Somewhat incoherent today; brain swarming. I think it will resolve and crystallize sometime over the next week; I can feel myself coming off the tail end of chaos, and it feels good. Great. Fan-freakin'-tastic.

Pika food!

I liked this quote, though it has seemingly no relevance whatsoever to my life at this moment. Aristotle's wrong about one thing, though; being angry isn't easy. It's hard. Or maybe I've developed my reflex so strongly that to overcome it and to let myself be angry is difficult.

“Anyone can become angry. That is easy. But to be angry with the right person, to the right degree, at the right time, for the right purpose and in the right way - this is not easy." --Aristotle

I should at some point learn more about the pedagogical research around Moodle and how it's been integrated into the technology design, and vice versa. Papers like "Moodle: Using Learning Communities to Create an Open Source Course Management System" make me super-excited. I should also at some point pull a Martin Dougiamas and document a reading sprint on Constructivism (and other learning philosophies, for that matter). I should pull more deliberately documented reading sprints.

Last night, the night before: Chinese food, beer, a giant plate of nachos, and the kinds of conversations that make the world around you swarm, just shine with possibilities. It's great, this stuff-is-going-to-happen richness hanging in the air. I breathe it in 'till I'm exhausted, pass out on the couch, read Snow Crash. Hiro Protagonist. And swords.

This morning: Got a triple stack of new notebooks, pocket-sized ones this time. I'm out of paper, nearly out of pens. Shuffled down the brick divider that splits Main St. into two opposing lanes, past spray-painted arrows on the ground and into the Media Lab; Mitchell dropped a card down from the balcony so I could flash the reader in the up elevator, and here I am.
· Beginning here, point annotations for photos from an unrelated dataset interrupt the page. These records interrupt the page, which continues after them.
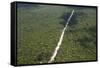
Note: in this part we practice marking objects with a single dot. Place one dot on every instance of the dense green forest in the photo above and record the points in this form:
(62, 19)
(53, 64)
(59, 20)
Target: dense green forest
(39, 29)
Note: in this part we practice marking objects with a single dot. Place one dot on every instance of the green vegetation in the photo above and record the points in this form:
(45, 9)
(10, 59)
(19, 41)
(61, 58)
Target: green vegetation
(39, 29)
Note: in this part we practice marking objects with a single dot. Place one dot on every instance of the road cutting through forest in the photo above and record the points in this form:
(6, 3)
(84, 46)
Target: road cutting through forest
(60, 39)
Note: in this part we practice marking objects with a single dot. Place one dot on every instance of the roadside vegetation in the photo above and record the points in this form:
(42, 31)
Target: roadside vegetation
(39, 29)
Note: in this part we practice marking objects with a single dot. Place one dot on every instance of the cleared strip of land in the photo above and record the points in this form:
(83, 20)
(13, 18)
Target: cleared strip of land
(60, 39)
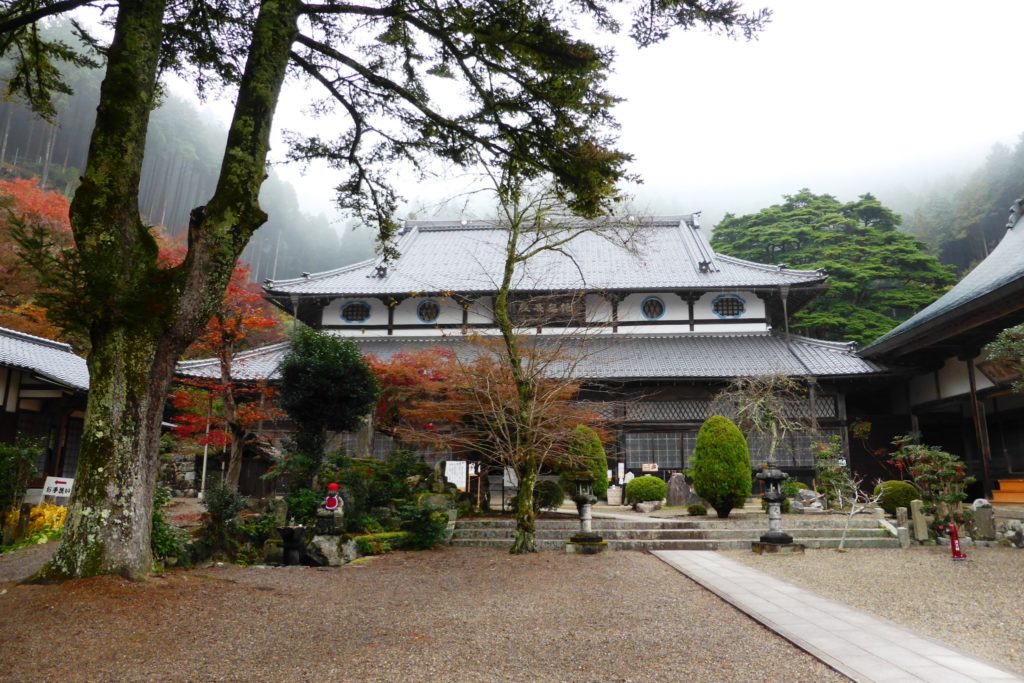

Jackets and luggage line the perimeter; lousy jazz muzak pours out of the speakerphone in the center of the table. Friends around me. We're working on what feels right now like a huge mass of half-corralled potential, and if we find a way to let people just tap it right...

I think that this is where history happens. Not on television screens or press releases; those come afterwards, sometimes, but ceremony only recognizes it after the fact, doesn't create it. Actual changes come in accidentally coordinated spasms; messy conversations, half-incoherent arguments, whiteboard mockups done by a handful of exhausted hackers munching on Tootsie-Roll Pops and improvising things into the world.

Not sure quite how I got here; grateful that I am. And god, but do I have a lot to learn.